In case you haven't heard of Diffuse 5, they are an awesome site connecting the queer community by giving you information about the events, people and businesses that support it.  Diffuse 5 is based in Boston, the place I quite happily call home.  I was quite honored when Diffuse 5 CEO Ashley Lucas contacted me for an interview in regards to my personal reactions about the "Paula Brooks"/Bill Graber scandal. 

In case you weren't aware, I was quite intimately involved with "Paula Brooks" for the first couple of years that "she" began blogging.  If you haven't read it already, you can catch up on my personal account of my interactions with "Paula Brooks" here.   After you've caught up on the drama, check my interview, below, with CEO Ashley Lucas...

 Picture this.  You are the founder of a lesbian focused website and you begin to open up your business and your life to a number of content contributors who want to be involved with what you’re building.  You develop relationships, friendships and business partnerships with these people, letting them in to your life and sharing your experiences and life stories with them.
Now imagine that one of those people, whom you trusted and relied on to be an ally, turned out to be lying about their identity throughout the entirety of your relationship.
Renee Gannon, Founder and Editor-in-Chief of Lesbiatopia, doesn’t have to leave much to the imagination…
Over the past few weeks, the names Bill Graber and Paula Brooks have been all over the news. Brooks was the editor of lesbian news site Lez Get Real, with the tag­line “A Gay Girl’s View on the World.”  She worked with a number of other sites, sharing content and building relationships that would quickly sour.  Sour because “Paula Brooks” turned out to be Bill Graber, a 58 year old retired Ohio military man and construction worker that had adopted his wife’s identity online.
For years Graber took on an alter ego, convincing people that he was a lesbian dedicated to educating the world and advancing gay-rights, until the Washington Post did some digging and discovered that Brooks was not who she said she was.
Renee Gannon, one of the victims of Graber’s alter ego, was kind enough to talk to us about her business relationship with the 58-year-old and the impact his deception has had on her life and the lesbian blogosphere.

The Interview

Diffuse 5: This fiasco has been pushed out all over the news. When was the exact moment you found out about it and what was your reaction?
Renee Gannon: I was contacted by one of Lesbiatopia’s former writers who shared with me the article on the Washington Post that broke the story that “Paula Brooks” was actually Bill Graber. My initial reaction was of shock, and then of course, I had a million questions running through my head. I began Googling the story which lead me to the discovery that Paula/Bill was directly related to the Gay Girl in Damascus hoax, which I had briefly read about in the news just days before.

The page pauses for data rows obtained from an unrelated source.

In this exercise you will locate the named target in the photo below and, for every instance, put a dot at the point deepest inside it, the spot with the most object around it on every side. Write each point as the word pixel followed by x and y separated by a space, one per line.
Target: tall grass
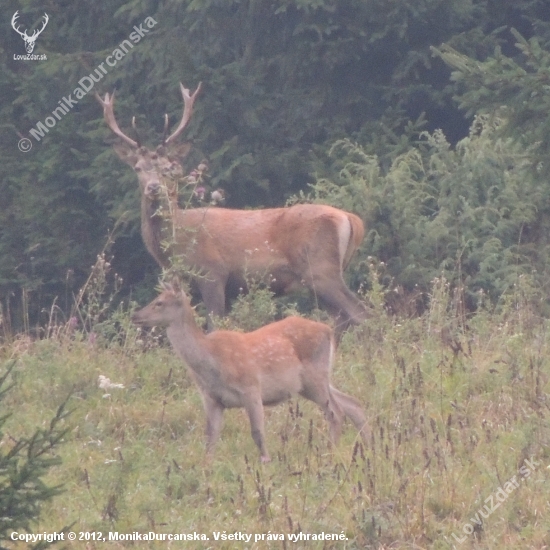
pixel 456 404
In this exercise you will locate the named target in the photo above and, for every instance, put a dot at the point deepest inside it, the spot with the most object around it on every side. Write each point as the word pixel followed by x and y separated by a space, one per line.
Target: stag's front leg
pixel 212 289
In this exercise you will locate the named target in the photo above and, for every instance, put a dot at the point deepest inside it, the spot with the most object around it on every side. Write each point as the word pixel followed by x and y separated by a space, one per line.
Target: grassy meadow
pixel 457 404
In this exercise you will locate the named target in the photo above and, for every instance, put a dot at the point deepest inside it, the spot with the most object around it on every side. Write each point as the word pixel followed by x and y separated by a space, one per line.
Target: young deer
pixel 263 367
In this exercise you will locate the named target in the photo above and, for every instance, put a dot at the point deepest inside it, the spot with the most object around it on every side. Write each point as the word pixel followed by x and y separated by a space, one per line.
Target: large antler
pixel 35 33
pixel 110 119
pixel 188 101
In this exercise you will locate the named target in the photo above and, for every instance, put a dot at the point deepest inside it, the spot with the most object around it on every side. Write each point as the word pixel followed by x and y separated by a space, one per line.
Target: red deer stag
pixel 264 367
pixel 302 245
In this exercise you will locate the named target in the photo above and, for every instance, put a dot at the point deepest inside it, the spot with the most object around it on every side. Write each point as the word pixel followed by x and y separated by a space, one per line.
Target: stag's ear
pixel 126 153
pixel 176 284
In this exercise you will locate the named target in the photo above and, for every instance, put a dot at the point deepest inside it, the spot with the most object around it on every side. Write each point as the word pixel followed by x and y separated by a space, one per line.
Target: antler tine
pixel 136 133
pixel 188 101
pixel 109 116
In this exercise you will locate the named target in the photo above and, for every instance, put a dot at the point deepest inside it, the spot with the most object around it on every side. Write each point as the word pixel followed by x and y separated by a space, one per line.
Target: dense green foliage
pixel 281 82
pixel 469 213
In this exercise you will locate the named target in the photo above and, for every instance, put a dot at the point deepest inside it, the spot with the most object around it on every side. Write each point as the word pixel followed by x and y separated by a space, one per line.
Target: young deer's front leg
pixel 214 418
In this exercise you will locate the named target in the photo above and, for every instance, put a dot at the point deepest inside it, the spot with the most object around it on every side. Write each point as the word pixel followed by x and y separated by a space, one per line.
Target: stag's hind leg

D5: Graber said that he faked his identity in order to be taken seriously within the world of lesbian media. Clearly that didn’t work in the end. What do you think he should have done if he wanted to be a true ally?

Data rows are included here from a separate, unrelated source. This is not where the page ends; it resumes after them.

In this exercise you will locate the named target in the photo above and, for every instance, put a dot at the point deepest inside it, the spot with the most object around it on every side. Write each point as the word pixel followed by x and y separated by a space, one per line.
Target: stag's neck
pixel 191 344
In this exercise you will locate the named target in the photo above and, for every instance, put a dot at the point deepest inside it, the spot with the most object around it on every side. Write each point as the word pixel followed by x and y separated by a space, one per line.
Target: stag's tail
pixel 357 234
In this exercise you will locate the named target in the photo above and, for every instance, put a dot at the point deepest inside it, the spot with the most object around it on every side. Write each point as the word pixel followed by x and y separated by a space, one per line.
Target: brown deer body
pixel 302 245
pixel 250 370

RG: I have always loved the saying, “The truth will set you free” and I truly believe it. If Graber had just been himself from the beginning, all of this could’ve been avoided. Unfortunately, through his deceit, he hurt a lot of people in the process. If he really wanted to showcase lesbian rights, he could’ve started a blog as a straight man in support of these rights. Would he have been taken seriously? I think, with the right approach and the right amount of credibility, the lesbian community would’ve listened with open ears if his intentions were truly in the right place.
D5: How do you think the lesbian community should react to this? Is the current reaction what you expected?

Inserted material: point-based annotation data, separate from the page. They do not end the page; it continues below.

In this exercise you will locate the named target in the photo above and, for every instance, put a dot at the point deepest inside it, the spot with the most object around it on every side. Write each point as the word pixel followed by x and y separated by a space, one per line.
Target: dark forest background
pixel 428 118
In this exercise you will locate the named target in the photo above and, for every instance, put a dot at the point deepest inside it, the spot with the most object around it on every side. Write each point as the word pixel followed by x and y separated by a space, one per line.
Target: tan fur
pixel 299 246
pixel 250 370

RG: Well, the women who had, over the years, worked with “Paula” in some capacity or another were obviously upset and greatly disappointed. I think the lesbian community should react with a sense of vigilence, first and foremost, especially those of us who engage in online networking on the regular. For me, personally, the reaction was a mixture of anger and sadness. I was angry at being lied to and deceived for years, but also sad for Graber because he clearly needs help.